March is Women’s History Month, so we invited Open Mainframe Project community leaders and contributors to share their personal stories.
Sudharsana Srinivasan is the Co-Chair of the COBOL Programming Course, a member of the Open Mainframe Project Technical Steering Committee and an IBM Z Influencer Program Manager at IBM. This blog details her academic and professional journey with COBOL and how she changed a missed opportunity into a passion that she shares with others each day.
As I sit here today and reflect on my journey to becoming ‘COBOL Queen’ I cannot but help think about how it all started….
Rewind time to early 90’s in India
Not many colleges offered Computer Science as a major at the undergraduate level – let alone at high schools. It was a field of study that had been growing and offered in the larger schools but not every school in the country had the resources to invest in a Computer Science lab. When I learned that my high school offered a Computer Science elective, I jumped on the opportunity. Though I can honestly say I am not a 100% sure I knew what this entailed. I think it was the fascination of being able to program, the concept of logically designing code to accomplish a given task.
First Programming Class
I vividly remember my first ever programming class – ‘Assembler’ on an Intel 8088 microprocessor. Handwriting the assembler instructions for swap of registers, arithmetic operations, etc and then painstakingly keying in the instructions in the exact same order to get the desired output… PRICELESS! The course taught me more than programming, more than basics of Computer Science…. It taught me patience. When your code does not work as you thought it would, you go back to it and debug. Sometimes you did this for hours – anyone who has written code will agree with me – and you stare at the code and just cannot see the error, which was usually in plain sight. After a semester of Assembler, I was ready for high-level programming language – BASIC (Beginners’ All-purpose Symbolic Instruction Code). A simple language that helped me learn how to think through a problem logically and translate that logic into simple lines of code to get the desired output. Exciting times indeed!

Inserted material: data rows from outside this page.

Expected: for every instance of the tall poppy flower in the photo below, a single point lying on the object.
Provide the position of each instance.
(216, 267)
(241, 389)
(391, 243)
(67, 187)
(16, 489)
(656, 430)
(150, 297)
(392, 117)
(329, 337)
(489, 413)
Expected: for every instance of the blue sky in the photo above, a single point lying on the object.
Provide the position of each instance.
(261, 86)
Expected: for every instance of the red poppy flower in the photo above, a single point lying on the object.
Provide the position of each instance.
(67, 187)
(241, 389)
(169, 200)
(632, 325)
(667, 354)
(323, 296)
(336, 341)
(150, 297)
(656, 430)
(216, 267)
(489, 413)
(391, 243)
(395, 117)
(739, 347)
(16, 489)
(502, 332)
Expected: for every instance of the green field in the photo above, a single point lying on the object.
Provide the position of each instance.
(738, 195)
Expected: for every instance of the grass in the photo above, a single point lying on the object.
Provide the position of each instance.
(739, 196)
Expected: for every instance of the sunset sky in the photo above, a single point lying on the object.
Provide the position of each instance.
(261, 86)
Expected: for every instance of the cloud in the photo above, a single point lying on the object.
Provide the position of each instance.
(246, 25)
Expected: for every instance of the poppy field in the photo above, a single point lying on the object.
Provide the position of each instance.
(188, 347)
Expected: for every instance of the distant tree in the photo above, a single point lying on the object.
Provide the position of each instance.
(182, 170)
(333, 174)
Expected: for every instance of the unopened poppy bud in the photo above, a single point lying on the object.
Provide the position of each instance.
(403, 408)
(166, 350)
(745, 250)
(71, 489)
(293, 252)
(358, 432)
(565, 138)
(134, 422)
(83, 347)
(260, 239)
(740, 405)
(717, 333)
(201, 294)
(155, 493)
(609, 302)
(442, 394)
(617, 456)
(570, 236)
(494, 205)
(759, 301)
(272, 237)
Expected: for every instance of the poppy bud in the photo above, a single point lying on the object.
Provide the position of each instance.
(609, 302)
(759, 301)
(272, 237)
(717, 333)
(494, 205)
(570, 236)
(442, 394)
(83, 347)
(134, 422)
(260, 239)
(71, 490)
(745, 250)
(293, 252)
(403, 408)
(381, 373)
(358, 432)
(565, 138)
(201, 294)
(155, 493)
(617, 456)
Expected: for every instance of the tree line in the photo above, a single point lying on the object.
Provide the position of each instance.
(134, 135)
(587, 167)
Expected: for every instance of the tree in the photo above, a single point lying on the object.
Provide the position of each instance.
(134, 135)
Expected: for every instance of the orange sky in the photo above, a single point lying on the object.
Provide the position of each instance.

This excitement translated into my enrolling for a Bachelors in Computer Science and that’s when I encountered the programming language that runs the world’s economy to date – COBOL (COmmon Business Oriented Language).
Why COBOL?
The language was easy to learn, very structured and simple to code given it’s English-like instructions. I enjoyed the class enough to do my final year project in COBOL – creating an inventory system for a local pharmaceutical company.
While my professors taught COBOL and did a very good job at it, what I did not take-away is how important the language is to mission critical businesses. How this language runs the world’s economy because of it’s arithmetic precision. How it runs core applications on mainframes. This real-world context was missing and I, unfortunately, missed the opportunity to truly understand the power of the language while I knew how to code in it.
Life Comes Full Circle with COBOL
Fast forward to today where I lead the IBM zSystems Advocacy Program at IBM and co-lead the Open Mainframe Project’s COBOL Programming Course. I had the opportunity to lead a team of IBMers, client developers and American River College professor to create a COBOL Programming Course that leveraged conventional tools and interfaces that students and programmers today are familiar with – VSCode and Zowe. The goal of creating this new course with this interface was to help learners focus on learning COBOL in an environment that they are already familiar with – removing the barrier to entry and growing COBOL skills. This course was created in record time and launched as an open source project on Open Mainframe Project in April 2020 amid a lot of news about lack of COBOL skills, the need for COBOL Programmers. This drove huge number of learners to the course – more than 100K views in the first few months of launch.
Remember the missed opportunity I talked about earlier? I address it every day in my work and love every moment of it – Connecting the dots for our learners and sharing the importance of COBOL in our world today. Learning COBOL is a key differentiator – sets you apart and opens doors of opportunities you never knew were there.
What a wonderful coincidence that after all these years life brought me full circle to COBOL, to grow the next generation of COBOLers!
What did I learn along the way?
- Be Bold: It’s easy to conform and go with the crowd. I say be bold and chose the path least traveled, the path that your interests lead you to.
- Find a mentor: I cannot emphasize the importance of having a mentor. Students!! Take the time to find a mentor. It would be one of the best (if not the best) decision you ever made.
- Be an AND not an OR: Being an AND helps you differentiate yourself. As I always tell students who ask me if they should learn Java OR COBOL – Learn Java AND COBOL.
Thank you Open Mainframe Project for giving me this opportunity to share my journey with COBOL in celebration of Women’s History Month!